I had the opportunity to teach an amazing group of 7th- and 8th- grade girls this week. We asked the vexing question of why the meyaldos, nurse maids, deserved a prize of mansions or a stronger lineage for not killing the Jewish baby boys at Pharaoh’s command. After all, who would just go out and kill – it is unethical and immoral?! A simple answer is that they saved the Jewish boys even in the face of punishment for not complying – truly worthy of a reward.
If one examines morality throughout the ages, one will find that there is no objective standard for morality, and as society becomes more liberal, the bar moves from year to year. Many in the medical field look at elderly people suffering from terminal illness as simply using up needed space. I recall when a parent in our school was told that the hospital was going to disconnect the food tube from their parent to speed up their death. They had to bring the complaint to the ethics committee of the hospital and were supported to keep the elderly person fed.

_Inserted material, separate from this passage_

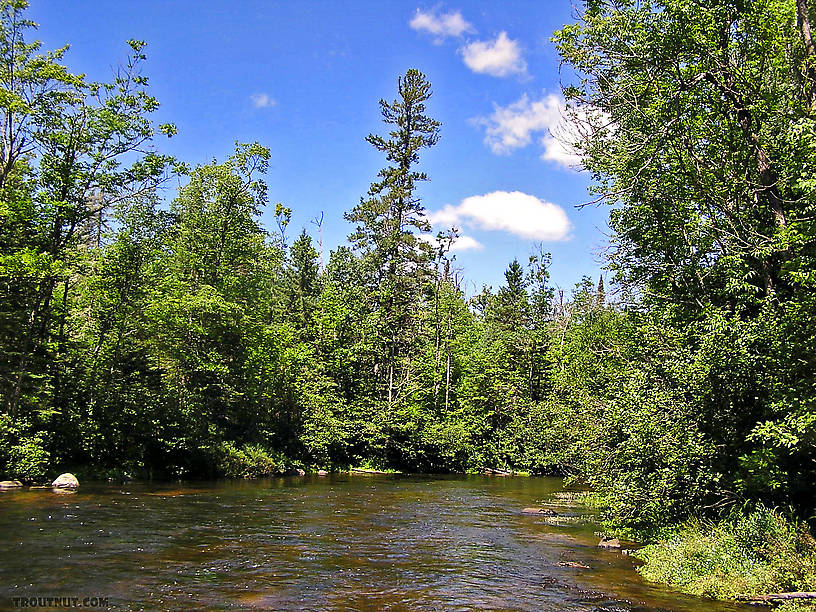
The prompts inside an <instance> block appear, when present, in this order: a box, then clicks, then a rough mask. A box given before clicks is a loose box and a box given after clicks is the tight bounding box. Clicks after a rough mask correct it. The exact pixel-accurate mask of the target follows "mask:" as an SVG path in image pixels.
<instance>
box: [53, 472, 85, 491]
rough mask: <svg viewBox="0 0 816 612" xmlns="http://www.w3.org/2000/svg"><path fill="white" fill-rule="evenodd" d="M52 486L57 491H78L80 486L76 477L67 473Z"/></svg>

The result was that the patient was released from the hospital and lived for at least four and a half years following the event.
Based on the fact that morality is subjective, each person’s response in the face of a moral and ethical dilemma would differ. There are many legal cases that would illustrate this point. The Telzer Rosh Yeshivah, HaRav Chaim Mordechai Katz z”tl, explains that the only way the meyaldos were able to disrespect Pharaoh’s command was because “Vatirena hameyaldos es hoElokim – the maidservants feared Hashem.” Their fear of Hashem made them worthy of tremendous reward.
We at PHDS are a family school steeped in the mesorah of our rabbis and the teachings of the Torah. While morality is constantly being judged in the world, we are able to draw an objective standard of morality from the Torah.